Hydrant is open source. Anyone can look at the Github repo and submit a pull request to get something changed. In theory, if there’s an issue or request that enough people want, one of those people would fix or add it themselves. In practice, this doesn’t happen, because would-be contributors don’t know how or don’t have enough time. Design can only go so far: good maintainers can make up for bad design, but good design can never make up for a lack of maintainers.

This is where SIPB comes in. As Hydrant is a SIPB project, we encourage our members to take on roles like being a Hydrant maintainer, one of the many roles in our many projects. We try to help members choose roles where their skills would be useful, and many roles need skills beyond code. Remember how, earlier, I talked about “delegation, tracking deadlines, and running meetings”? Every project needs someone in this role, and they’re no less of a maintainer than someone who writes code. Other non-code maintainer roles include writing documentation, choosing issues and requests to focus on, and outreach.

These ideas aren’t new. In Breaking apart the monolith, swyx suggests solutions to finding maintainers. One suggestion I like is to treat being a maintainer not only as a responsibility, but as a title or a source of pride. This is something we could do better in SIPB ourselves. I dream that one day, people will step up to be a Hydrant maintainer, because of how cool it’d be to tell people that you work on Hydrant. I’ve gotten a lot of thanks for maintaining Hydrant, and I hope the new maintainers get recognition for their work too.

You could call it passing the torch. But torches remind me of burning out, like how I once burned out doing work for my student groups. Instead, I like to call it leaving the lights on. It’s partly in the sense of the idiom “keep the lights on,” which means to keep something going, even if it’s the bare minimum. But it’s also in the sense of “leave the lights on,” which means being ready to welcome someone when they arrive. It’s a reminder to make people feel welcome to contribute, and a reminder that I will eventually leave the lights for someone else to keep on.

Leave it behind

We give advice we wish we could’ve told our past selves. While it’s true that being older made me think about maintenance more, you don’t have to wait until you’re older before you start thinking about it too. It reminds me of Choose Boring Technology, which someone once called “how to be old, for young people.” Incidentally, part of the talk’s reasons for choosing boring technology is because long-term costs can outweigh short-term benefits. Kind of like how this essay is about maintenance, which is the long-term cost to keep something going.

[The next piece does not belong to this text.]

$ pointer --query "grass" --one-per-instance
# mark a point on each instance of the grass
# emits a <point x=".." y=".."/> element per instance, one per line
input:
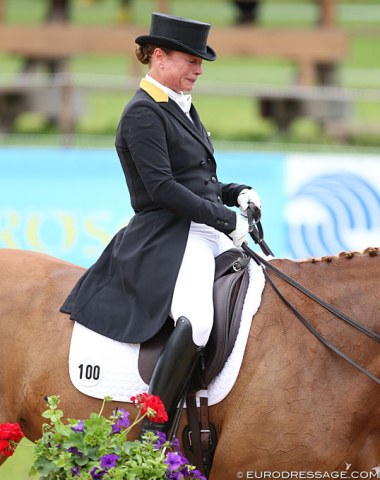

Here, then, is my advice. Want to change something? Find the role that’ll best let you do so. If that means starting something, then that’s great, do it. But you don’t have to be a founder. You might have more impact as a maintainer.

I’m graduating in two months. Did I leave my mark on MIT as a maintainer? Did I leave things better than I found them? Did I leave the lights on for the people who’ll take my place? I don’t know. I tried my best. I might be leaving, but I’ll still be available for advice, in the same way that others have been available for me.

To Alyssa S. ’24, Colin C. ’26, Diana S. ’25, Julia C. ’25, Lumia N. ’24, and the many, many others I don’t have space to list, I hope I made your job easier, and if not, I hope I didn’t make it harder. I hope that you help maintain the communities and groups I’m leaving behind. I hope that you one day leave the lights on for someone else to maintain them. And I hope you find more joy in your work than I’ve ever had.